The U. S. Court of Appeals for the Federal Circuit reversed the Trademark Trial and Appeal Board’s
(the Board) decision, holding that a Cuban cigar manufacturer’s
standing to pursue cancellation of two federal registrations was not
barred in light of a prior decision of the U.S. Court of Appeals for the
Second Circuit, which held that the Cuban Assets Control Regulations
(CACR) precluded the Cuban company from owning the marks at
issue. Empresa Cubana Del Tabaco (d/b/a Cubatabaco) v. General Cigar
Co., Inc., Case No. 13-1465 (Fed. Cir., June 4, 2014) (Rader, J.).
The plaintiff, Cubatabaco, is a Cuban entity that owns the COHIBA
mark in Cuba for use in connection with cigars. The defendant, General
Cigar, owns two trademark registrations for the mark COHIBA for use in
connection with cigars.
In 1997, Cubatabaco filed an application to register the COHIBA mark
in the United States for cigars and related goods, based on its
registration of the same mark in Cuba. Cubatabaco relied on Section
44(e) of the Lanham Act, which allows a foreign applicant to rely on a
foreign registration to register the same mark in the United States if
the applicant has a bona fide intent to use the mark in commerce. The
U.S. Patent and Trademark Office (PTO) rejected Cubatabaco’s trademark
application based on General Cigar’s registrations, so Cubatabaco filed a
petition to cancel General Cigar’s trademark registrations for COHIBA.

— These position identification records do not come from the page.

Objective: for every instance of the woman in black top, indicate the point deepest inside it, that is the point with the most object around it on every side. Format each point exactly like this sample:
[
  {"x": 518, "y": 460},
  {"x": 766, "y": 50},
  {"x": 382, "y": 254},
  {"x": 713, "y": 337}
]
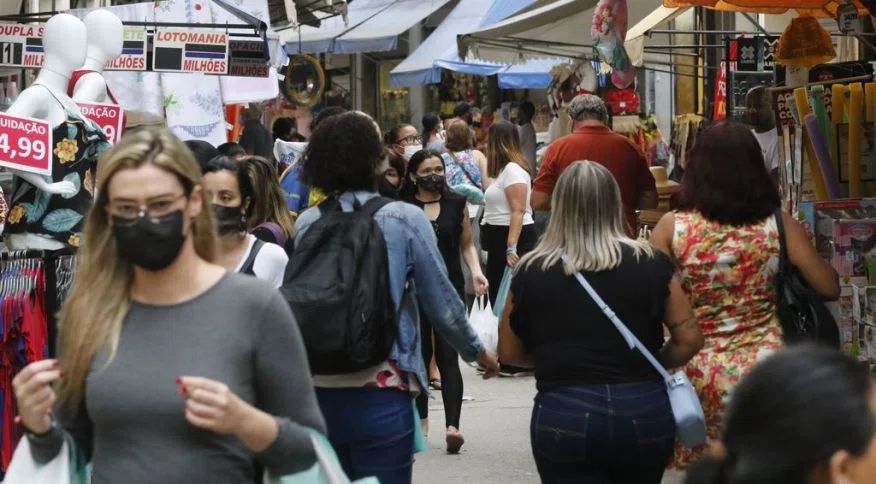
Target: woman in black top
[
  {"x": 601, "y": 413},
  {"x": 426, "y": 187}
]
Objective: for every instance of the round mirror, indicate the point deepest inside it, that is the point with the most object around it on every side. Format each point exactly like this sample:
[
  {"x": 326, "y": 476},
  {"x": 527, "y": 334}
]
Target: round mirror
[{"x": 304, "y": 81}]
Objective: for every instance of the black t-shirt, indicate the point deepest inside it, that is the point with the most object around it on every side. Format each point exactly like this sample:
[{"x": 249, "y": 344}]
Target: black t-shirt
[
  {"x": 448, "y": 230},
  {"x": 572, "y": 341}
]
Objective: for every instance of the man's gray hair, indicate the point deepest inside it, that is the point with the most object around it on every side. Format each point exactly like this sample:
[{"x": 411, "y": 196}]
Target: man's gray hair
[{"x": 588, "y": 106}]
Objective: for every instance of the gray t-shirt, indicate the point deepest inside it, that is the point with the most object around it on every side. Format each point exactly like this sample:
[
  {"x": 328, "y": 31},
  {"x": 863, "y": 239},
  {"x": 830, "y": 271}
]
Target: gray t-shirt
[{"x": 240, "y": 332}]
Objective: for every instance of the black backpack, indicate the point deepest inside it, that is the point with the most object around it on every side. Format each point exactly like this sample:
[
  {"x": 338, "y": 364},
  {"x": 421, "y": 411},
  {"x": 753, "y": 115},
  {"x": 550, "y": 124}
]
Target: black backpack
[
  {"x": 802, "y": 312},
  {"x": 337, "y": 284}
]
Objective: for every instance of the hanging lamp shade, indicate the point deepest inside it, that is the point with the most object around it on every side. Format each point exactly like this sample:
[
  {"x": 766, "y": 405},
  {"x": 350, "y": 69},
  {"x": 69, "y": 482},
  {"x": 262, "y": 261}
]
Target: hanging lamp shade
[
  {"x": 817, "y": 8},
  {"x": 804, "y": 43}
]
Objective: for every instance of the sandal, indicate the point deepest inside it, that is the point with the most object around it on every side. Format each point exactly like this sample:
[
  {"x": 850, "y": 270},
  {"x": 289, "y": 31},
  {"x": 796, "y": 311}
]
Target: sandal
[{"x": 454, "y": 441}]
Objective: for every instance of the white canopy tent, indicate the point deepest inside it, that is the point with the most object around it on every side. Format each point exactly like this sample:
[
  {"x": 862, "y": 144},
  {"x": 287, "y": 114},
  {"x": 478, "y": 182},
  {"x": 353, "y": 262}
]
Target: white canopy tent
[{"x": 560, "y": 28}]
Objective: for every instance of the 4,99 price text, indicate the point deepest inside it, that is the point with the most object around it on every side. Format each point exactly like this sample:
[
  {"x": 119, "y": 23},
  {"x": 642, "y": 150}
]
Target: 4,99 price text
[{"x": 25, "y": 148}]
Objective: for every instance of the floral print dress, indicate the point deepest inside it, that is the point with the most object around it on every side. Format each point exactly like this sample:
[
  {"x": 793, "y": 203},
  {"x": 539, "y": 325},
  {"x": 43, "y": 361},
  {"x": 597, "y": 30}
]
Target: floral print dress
[
  {"x": 77, "y": 145},
  {"x": 729, "y": 274}
]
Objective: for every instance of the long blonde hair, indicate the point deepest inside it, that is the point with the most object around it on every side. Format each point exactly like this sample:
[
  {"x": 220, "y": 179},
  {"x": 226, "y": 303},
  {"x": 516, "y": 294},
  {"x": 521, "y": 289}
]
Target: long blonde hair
[
  {"x": 503, "y": 147},
  {"x": 91, "y": 319},
  {"x": 586, "y": 229}
]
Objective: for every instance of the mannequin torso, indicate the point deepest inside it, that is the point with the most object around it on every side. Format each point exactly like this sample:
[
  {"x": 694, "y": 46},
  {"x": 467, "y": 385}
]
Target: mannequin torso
[
  {"x": 36, "y": 196},
  {"x": 105, "y": 43}
]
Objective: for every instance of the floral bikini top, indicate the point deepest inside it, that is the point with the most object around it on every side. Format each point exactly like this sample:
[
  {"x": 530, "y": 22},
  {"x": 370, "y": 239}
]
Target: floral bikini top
[{"x": 78, "y": 143}]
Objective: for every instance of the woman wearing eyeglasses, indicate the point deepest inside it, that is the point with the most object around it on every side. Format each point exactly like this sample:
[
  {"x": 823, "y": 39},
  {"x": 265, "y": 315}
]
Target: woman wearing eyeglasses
[
  {"x": 171, "y": 369},
  {"x": 405, "y": 140}
]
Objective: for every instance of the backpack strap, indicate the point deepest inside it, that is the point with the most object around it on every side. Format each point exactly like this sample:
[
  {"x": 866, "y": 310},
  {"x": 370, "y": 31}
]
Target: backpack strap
[
  {"x": 275, "y": 230},
  {"x": 248, "y": 265},
  {"x": 372, "y": 206},
  {"x": 464, "y": 170}
]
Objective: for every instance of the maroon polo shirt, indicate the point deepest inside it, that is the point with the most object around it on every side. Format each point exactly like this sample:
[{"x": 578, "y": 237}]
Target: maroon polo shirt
[{"x": 599, "y": 144}]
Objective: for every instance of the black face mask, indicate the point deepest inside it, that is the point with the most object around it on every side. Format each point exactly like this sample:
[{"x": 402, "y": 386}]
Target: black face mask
[
  {"x": 152, "y": 244},
  {"x": 387, "y": 189},
  {"x": 431, "y": 183},
  {"x": 228, "y": 219}
]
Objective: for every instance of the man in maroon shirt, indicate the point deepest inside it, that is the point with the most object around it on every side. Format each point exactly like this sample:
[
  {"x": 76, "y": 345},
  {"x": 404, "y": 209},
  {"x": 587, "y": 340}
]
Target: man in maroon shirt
[{"x": 592, "y": 140}]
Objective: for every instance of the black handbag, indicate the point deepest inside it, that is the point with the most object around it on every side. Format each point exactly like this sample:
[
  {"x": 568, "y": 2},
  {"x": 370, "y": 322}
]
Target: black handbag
[{"x": 802, "y": 312}]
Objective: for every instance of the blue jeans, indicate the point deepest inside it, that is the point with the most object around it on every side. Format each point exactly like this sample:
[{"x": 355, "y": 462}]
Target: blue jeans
[
  {"x": 603, "y": 434},
  {"x": 372, "y": 431}
]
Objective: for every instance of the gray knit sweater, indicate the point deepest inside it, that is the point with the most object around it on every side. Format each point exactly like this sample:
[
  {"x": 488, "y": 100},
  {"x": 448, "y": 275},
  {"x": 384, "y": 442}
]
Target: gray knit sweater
[{"x": 132, "y": 426}]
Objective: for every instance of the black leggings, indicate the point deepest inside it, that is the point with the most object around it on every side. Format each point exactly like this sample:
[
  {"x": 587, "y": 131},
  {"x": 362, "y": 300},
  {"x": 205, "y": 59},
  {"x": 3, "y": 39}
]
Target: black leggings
[
  {"x": 496, "y": 243},
  {"x": 451, "y": 378}
]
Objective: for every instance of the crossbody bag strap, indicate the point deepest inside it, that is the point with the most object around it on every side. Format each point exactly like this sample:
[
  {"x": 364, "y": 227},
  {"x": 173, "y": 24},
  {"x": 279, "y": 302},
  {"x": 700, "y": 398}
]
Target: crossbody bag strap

Under the CACR, a Cuban entity is prohibited from a wide range of
transactions in the United States. However, the CACR contains certain
exceptions for Cuban entities to engage in certain otherwise prohibited
transactions pursuant to a general or a specific license. Cubatabaco
obtained a special license and sued General Cigar over its use of the
COHIBA mark.
The district court cancelled the two trademark registrations owned by
General Cigar but the 2d Circuit reversed the decision, stating that
the court could not grant Cubatabaco injunctive relief because that
remedy would entail a prohibited transfer of property under the CACR,
since Cubatabaco would acquire ownership of the mark.

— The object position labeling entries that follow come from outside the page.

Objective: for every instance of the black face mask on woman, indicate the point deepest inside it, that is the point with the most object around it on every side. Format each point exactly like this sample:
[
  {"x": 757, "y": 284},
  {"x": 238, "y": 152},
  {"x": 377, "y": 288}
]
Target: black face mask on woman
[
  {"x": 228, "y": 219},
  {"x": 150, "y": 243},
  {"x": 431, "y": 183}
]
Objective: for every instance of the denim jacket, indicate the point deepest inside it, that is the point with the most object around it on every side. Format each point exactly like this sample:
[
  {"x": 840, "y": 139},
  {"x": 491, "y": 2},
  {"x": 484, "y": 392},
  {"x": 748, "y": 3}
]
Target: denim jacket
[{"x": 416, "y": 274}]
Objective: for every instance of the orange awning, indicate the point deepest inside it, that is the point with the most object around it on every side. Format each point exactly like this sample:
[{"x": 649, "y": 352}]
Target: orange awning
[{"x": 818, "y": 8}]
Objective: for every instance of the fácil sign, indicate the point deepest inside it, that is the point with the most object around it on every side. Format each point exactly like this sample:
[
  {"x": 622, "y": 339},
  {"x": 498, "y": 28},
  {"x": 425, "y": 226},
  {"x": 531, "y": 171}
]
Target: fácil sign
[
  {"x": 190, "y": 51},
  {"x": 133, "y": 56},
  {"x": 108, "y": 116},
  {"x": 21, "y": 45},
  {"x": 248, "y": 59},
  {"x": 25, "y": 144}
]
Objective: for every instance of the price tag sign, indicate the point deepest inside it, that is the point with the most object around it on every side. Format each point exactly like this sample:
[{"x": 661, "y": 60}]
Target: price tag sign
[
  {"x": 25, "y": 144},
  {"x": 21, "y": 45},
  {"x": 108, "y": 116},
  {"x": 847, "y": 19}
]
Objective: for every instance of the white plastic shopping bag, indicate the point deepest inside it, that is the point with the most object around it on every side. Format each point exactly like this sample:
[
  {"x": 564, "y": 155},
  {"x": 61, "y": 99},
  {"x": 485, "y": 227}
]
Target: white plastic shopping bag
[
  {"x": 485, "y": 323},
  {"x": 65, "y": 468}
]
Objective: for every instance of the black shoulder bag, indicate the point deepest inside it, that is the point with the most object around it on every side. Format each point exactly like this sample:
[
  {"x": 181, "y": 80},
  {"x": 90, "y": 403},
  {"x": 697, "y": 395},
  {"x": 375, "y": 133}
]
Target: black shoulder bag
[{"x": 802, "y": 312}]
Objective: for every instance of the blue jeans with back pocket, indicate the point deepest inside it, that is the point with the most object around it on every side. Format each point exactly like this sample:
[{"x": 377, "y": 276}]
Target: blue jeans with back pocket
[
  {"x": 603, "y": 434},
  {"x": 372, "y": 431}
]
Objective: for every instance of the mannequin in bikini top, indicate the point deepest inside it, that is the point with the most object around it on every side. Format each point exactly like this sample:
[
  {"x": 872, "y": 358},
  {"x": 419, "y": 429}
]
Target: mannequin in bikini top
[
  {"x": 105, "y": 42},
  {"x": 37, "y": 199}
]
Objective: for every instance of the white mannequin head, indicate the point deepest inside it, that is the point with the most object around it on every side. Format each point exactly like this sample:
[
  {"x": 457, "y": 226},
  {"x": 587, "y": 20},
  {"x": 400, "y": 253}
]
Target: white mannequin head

When the PTO cancellation proceeding resumed, the Board held that
Cubatabaco lacked standing to challenge the trademark registrations of
the same mark because Cubatabaco was deemed to have no property interest
in the mark. Cubatabaco appealed.
On appeal, the Federal Circuit found that neither the 2d Circuit
decision nor the CACR prohibits Cubatabaco from registering the mark.

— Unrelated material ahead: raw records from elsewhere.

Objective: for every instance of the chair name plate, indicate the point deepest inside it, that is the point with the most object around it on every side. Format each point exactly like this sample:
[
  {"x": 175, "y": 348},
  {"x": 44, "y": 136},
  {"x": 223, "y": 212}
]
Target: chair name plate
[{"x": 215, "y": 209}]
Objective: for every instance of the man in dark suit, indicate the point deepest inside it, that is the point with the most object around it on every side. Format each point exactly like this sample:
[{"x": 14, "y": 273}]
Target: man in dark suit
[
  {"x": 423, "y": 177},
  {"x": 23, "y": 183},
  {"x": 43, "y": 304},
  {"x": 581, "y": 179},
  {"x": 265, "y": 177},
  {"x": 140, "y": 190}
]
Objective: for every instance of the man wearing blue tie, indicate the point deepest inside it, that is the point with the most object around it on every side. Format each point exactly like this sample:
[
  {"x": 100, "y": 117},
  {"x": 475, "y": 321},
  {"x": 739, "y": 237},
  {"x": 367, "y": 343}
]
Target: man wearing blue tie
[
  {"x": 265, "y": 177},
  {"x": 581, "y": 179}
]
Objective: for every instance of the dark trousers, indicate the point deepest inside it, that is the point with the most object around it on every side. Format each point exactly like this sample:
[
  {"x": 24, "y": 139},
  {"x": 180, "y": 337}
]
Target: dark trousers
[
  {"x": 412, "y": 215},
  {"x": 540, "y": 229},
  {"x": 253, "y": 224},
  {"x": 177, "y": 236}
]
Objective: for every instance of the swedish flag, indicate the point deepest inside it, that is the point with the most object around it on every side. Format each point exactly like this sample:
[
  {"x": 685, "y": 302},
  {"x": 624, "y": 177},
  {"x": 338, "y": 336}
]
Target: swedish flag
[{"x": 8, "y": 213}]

The Court also held that CACR authorizes Cubatabaco to seek cancellation
of registrations that block its application: “Because the USPTO
refused Cubatabaco’s registration based on likelihood of confusion with
General Cigar’s Registrations, Cubatabaco has a real interest in
cancelling the Registrations and a reasonable belief that the
Registrations blocking its application are causing it damage. Cubatabaco
therefore has a cause of action under the Lanham Act to seek
cancellation of the Registrations.”
Finally, the Federal Circuit found that neither issue preclusion nor
claim preclusion barred any of the grounds on which Cubatabaco sought
cancellation. Claim preclusion did not apply because the 2d Circuit did
not render a final judgment on the merits of the cancellation claims.
Issue preclusion did not apply because of various reasons depending on
the specific grounds, e.g., the 2d Circuit did not address a particular
ground or determination of the issue was not necessary to the judgment.